A prized possession in my mother's New Jersey home is a well-worn LP of Pete Seeger singing with the cast of Sesame Street. From the vantage point of the late 1990s, such a media meeting point between our parents' radical activism and our own cathode-ray kids' culture seems bizarre, but in the early 1970s it helped make us a family.
The record's highlight is when Seeger and his folk-singing colleague Frederick Douglas Kirkpatrick ("Brother Kirk") are joined by kids of various colours - and Muppets of even more varied hue - for This Land is Your Land. Over the sound of his strumming banjo, Seeger tells the story of Woody Guthrie's song, sings the political verses they never taught us in school and encourages us to make up new verses, offering a few eco-conscious lines for a sample.
So I've been listening engrossed to Colm Keane's monumental three-part interview/documentary, The Pete Seeger Story (RTE Radio 1, Mondays), because its subject occupies deep brain tissue adjacent to my cerebral cortex. And it's making me dizzy, because for the first two programmes, the intercut Seeger songs, the US folk classics he wrote or collected, feature his voice and his voice alone. No kids, no halls full of folkies, no Muppets, nobody; it's like a stereo with just one speaker. But while it's not the Pete Seeger I remember, there is something poignant about this choice. This is, after all, Seeger at 79, remembering an individual life as much as a collective movement. No hokum about this life. While Guthrie's status as an Okie dust-bowl refugee has been greatly exaggerated, Seeger is unquestionably a middleclass, Harvard-educated New Englander, who hit the road in search of "folk" inspired by his father's Communist politics.
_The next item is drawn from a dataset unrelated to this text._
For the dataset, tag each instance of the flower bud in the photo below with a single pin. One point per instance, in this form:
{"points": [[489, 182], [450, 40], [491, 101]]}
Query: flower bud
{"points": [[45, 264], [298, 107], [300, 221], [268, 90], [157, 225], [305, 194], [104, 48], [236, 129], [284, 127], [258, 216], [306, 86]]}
Keane gets a reasonable handle on the political history and interprets the contours of Seeger's career generously. For example, Keane's narration suggests that Seeger's early 1940s folk group, the Almanac Singers, suffered a post-Pearl Harbour backlash against their peace songs. In fact, as Seeger himself makes clear, they simply followed the Communist Party line and dropped the peace songs long before Pearl Harbour, when Stalin turned against the Nazis. So far the highlight of the series has been Seeger's tales from the 1950s blacklist. He doesn't play up his own discomforts, however, and is prone to turn quickly into a sort of talking-blues preacher when it comes to the prospects for social change. "Imagine a big see-saw," he says, "and one end has got a basket of rocks on it - that's on the ground. The other end has got a basket half full of sand, and some of us have got teaspoons and we're tryin' to put more sand in it. "Most people are laughin' at us, they're saying `Don't you see it's leakin' out as fast as you're puttin' it in.' And all we can say is `Well, we're gettin' more people with teaspoons all the time, and we're puttin' it in faster than it's leakin' out.' "And one of these days you'll see that whole see-saw going zzzooop and the rocks will go up in the air and the basket of sand will go down. And people will say, `Gee, how did it happen so quickly?' "
Sunday Miscellany (RTE Radio 1) seems to be going as long and strong as Pete Seeger. Last Sunday, it included a sweetheart of a four-minute memoir by Kevin McDermott, recalling the contrast between his and his father's experience of two Dublin parks, the badlands of Sundrive Park, near his own childhood home in Crumlin, and the manicured lawns of Herbert Park, near where his father grew up in Donnybrook's Pembroke Cottages.
The unambiguous meaning of these placenames in what has been called the most residentially class-segregated city in Europe reminded me of a debate I took part in last Friday. Your columnist went head-to-head in a posh hotel with Dermot Hanrahan of Dublin's FM104 about "no holds barred talk radio". I won't bore you with the details, but Mr Hanrahan understandably played the Dublin 4 card: The Irish Times and other outlets of the intelligentsia don't know or care about real life in working-class Dublin and so can't appreciate the reality of the late-night phone-ins.
Back in the office, I checked out my fellow 30-somethings; we're living, shopping, drinking, raising kids in Marino, Drumcondra, Cabra, Kilmainham, the Liberties, Inchicore, Crumlin. Mostly we're not real Dubs. The property market has seen us youngish professionals follow the (1) republicans, (2) lesbians, (3) lefties and (4) gay men who are generally, in roughly that order, the cutting edge of "gentrification", the first outsiders in an urban community. Whatever the reasons, it's an intriguing social change in its infancy: the easy truism that we can be PC and liberal at a safe remove from working-class areas and their problems is no longer quite so true.